It’s good to be gay, at least on TikTok, where hetero-boys are not only pretending to be gay, but doing gay acts, such as grinding against each other in hotel rooms, while likes, complemented by tens of thousands of comments that go from “hawwt” to “slide into my DM maybe,” pile up in the millions with every pretend kiss, fake hug, or mock cuddle. Queerbait, which isn’t offensive per se, but all that for likes, especially since social media engagements are often monetized? BTW, BL or boys’ love is also now becoming a genre of its own, whether as a book or as a film or as a series on Netflix, sometimes starring straight actors playing the leads. I admit, though, that we are splitting hairs here.
Not that it’s bad to be gay, but given how all these decades the LGBTQ+ community has been fighting for equality, not to mention basic rights, such as job opportunities or equal pay or even mere recognition, it’s no easy life either.
From any angle, especially from the point of view of older generations, these gay charades on TikTok and other social media platforms, which rose to a feverish pitch last year, in the middle of the pandemic, may seem to sort of trivialize the LGBTQ+ struggle. They might seem to make little of the plight or the fight of the likes of Matt Shepard, Sylvia Rivera, Harvey Milk, Edith Windsor, even Josephine Baker, or, closer to home, Gregorio Lampino and, lately, Gretchen Diez, whether he or she—or they—ended up a victim or a victor.

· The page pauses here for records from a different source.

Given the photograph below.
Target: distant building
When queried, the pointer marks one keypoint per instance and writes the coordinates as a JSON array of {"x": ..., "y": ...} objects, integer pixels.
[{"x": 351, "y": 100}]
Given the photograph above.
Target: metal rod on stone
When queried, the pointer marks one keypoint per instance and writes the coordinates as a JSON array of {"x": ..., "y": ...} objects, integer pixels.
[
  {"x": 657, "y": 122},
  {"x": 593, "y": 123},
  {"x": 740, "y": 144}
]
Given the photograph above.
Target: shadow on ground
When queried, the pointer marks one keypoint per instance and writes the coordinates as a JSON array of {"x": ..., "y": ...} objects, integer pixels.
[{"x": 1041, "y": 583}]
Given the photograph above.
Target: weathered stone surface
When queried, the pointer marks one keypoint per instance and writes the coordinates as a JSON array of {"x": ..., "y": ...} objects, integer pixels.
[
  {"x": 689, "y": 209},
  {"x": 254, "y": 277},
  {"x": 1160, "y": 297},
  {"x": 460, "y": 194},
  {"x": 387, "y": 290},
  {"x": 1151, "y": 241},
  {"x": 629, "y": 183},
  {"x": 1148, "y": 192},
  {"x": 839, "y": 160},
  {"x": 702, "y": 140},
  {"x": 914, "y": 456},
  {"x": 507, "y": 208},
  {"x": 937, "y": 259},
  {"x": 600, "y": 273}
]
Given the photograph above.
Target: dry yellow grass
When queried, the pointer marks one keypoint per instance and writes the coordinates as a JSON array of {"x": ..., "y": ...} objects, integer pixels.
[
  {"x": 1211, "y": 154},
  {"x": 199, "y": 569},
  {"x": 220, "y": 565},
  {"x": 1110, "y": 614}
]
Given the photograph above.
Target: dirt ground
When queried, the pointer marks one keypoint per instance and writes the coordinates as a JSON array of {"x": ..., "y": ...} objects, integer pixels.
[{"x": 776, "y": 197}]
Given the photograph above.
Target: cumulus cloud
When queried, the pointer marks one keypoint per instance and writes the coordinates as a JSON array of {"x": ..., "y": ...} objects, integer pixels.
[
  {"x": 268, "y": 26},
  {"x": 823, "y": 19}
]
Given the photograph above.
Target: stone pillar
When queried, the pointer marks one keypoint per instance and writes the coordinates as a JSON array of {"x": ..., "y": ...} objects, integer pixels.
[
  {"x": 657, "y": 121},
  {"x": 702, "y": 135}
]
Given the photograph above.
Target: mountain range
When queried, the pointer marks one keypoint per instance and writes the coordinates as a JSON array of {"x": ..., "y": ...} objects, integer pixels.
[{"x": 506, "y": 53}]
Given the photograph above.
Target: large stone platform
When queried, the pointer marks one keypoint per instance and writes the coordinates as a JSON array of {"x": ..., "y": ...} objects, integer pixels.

The operative word, in the preceding paragraph, is seem because, to be honest, in my time, the slightest indication of nonconformist gender would be tantamount to social suicide. So now it can be a shock that such public displays of affection for the same sex are so widely popular or viral. Whether it is queerbait or not, these TikTok posts are helping bring a lot of stuff out of the closet, granted that, at least according to the top boys-pretending-to-be-gay TikTokers, like 17-year-old Connor Robinson from Cumbria in North West England, majority of the followers of this kind of accounts in this video-sharing social networking service are females (90 percent!), who just find it cute for boys to be so cuddly together.
It’s possible that fluidity is the game now and this type of sexual identity experimentation and gender ambiguity are an expression of that—the new teen rebellion brought about by hormonal surges and natural curiosity. After all, no kid of the current or coming generation is going to grow up in a binary environment anymore now that same-sex marriages have been legalized in many places, and the old, misleading birds-and-bees take on sex between people is only one of many combinations. Watch any teen show on Netflix or Amazon Prime and you’ll see an entire alphabet of sexual identities, orientations, and preferences. When my nieces were eight and five, I overheard them having a sisterly conversation, where the older one told her younger sister, “Some boys like boys and some girls like girls. It’s not always boys liking girls and girls liking boys. It’s not like that, you know.”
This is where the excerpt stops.